Talent is like a tree. When you harvest, you need to nurture it by giving it space to bud, flower and produce new fruits again. The soil around the tree needs manure to help replenish lost nutrients, and the tree itself might need some pruning.

Some artists produce new songs all year round, from collaborations to singles. There is nothing wrong with that if the artist is inspired to do so. But there should be a fallow period to reflect on what has been done so far, a period to hide oneself. You shouldn’t be in the spotlight 24/7 every year.

Hiding yourself gives you plenty of rest and energy to spring back with innovative ideas in your industry and fresh perspectives on your career.

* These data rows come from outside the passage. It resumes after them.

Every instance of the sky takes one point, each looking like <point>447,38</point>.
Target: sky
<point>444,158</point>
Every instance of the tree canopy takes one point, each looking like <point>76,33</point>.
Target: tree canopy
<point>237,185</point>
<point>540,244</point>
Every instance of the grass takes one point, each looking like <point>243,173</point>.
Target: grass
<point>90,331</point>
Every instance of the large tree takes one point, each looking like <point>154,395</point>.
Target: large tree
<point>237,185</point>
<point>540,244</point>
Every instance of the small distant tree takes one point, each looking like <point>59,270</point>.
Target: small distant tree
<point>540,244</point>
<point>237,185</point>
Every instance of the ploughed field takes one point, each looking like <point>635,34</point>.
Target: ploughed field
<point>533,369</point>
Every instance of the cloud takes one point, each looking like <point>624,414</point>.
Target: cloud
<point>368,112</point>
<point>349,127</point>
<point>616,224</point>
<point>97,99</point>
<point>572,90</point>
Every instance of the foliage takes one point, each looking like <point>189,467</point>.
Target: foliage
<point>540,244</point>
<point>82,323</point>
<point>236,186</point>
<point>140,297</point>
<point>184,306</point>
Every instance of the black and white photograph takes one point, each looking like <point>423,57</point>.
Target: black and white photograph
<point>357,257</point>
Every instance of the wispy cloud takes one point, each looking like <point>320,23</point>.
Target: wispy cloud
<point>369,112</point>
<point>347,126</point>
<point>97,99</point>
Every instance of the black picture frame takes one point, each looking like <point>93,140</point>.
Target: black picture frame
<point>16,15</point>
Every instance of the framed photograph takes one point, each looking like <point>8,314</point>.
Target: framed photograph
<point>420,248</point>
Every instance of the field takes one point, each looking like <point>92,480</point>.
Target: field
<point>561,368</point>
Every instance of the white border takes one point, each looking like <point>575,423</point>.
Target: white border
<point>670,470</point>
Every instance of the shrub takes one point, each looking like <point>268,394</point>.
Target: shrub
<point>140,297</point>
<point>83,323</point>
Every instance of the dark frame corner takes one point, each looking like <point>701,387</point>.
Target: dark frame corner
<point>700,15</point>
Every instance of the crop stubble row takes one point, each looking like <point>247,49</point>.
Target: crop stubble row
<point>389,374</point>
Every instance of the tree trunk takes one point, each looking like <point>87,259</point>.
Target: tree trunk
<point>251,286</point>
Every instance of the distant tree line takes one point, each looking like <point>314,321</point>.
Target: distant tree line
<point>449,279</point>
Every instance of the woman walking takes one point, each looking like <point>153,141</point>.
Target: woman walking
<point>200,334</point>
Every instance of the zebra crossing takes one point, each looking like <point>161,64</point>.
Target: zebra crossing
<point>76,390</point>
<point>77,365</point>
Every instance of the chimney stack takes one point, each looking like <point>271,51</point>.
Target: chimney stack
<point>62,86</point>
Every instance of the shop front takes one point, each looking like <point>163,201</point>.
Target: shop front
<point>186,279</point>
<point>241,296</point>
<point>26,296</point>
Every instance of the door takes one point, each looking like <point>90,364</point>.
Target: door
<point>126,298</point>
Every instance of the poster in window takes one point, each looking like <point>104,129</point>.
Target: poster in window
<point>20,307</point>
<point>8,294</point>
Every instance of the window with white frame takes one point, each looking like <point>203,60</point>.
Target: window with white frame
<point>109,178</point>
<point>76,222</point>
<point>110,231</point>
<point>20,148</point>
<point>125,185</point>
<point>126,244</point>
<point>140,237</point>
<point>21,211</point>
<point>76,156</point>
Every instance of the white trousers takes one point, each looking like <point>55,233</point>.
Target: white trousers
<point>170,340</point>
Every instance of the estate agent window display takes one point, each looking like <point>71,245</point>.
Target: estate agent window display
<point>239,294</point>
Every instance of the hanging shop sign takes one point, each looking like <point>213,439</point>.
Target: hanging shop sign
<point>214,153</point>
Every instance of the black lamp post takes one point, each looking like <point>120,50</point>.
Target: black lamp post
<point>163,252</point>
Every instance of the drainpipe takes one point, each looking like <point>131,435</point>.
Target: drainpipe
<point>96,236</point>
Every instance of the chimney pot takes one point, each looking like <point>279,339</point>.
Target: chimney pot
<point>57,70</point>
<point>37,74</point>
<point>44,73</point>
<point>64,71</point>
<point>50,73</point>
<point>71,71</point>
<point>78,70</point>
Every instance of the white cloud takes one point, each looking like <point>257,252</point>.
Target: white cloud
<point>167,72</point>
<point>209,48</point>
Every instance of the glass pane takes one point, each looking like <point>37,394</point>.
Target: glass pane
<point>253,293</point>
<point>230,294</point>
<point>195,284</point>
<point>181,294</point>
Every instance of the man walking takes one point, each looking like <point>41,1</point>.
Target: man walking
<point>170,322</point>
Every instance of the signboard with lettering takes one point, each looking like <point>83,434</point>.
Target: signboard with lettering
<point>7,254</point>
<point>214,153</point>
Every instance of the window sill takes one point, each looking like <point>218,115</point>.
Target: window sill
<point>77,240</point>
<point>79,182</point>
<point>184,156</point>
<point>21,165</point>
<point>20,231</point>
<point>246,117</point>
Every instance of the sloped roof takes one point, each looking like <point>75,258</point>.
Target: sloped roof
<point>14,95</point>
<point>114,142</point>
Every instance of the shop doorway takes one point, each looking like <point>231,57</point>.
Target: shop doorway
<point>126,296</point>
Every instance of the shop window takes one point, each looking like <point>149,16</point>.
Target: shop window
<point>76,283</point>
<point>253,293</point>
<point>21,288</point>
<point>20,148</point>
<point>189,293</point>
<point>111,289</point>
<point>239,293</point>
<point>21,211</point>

Don’t deplete your talent. Nurture it.


5 responses to “Talent Management”

  1. So true, my friend. “Don’t deplete your talent. Nurture it.”💕

    Liked by 1 person

  2. Yes there is that never ending struggle of making money and instant gratification versus freshness and creativity. You’re so right these days these artists can do it all but it sacrifices valuable input and constructive criticism from others. Of course nothing’s wrong with independence but we must take the time for feedback and change to get it right or our art is going to suffer.

    Liked by 1 person

    1. Yep! So true. And it is hard to convince many young people to stay humble until circumstances force them to see why.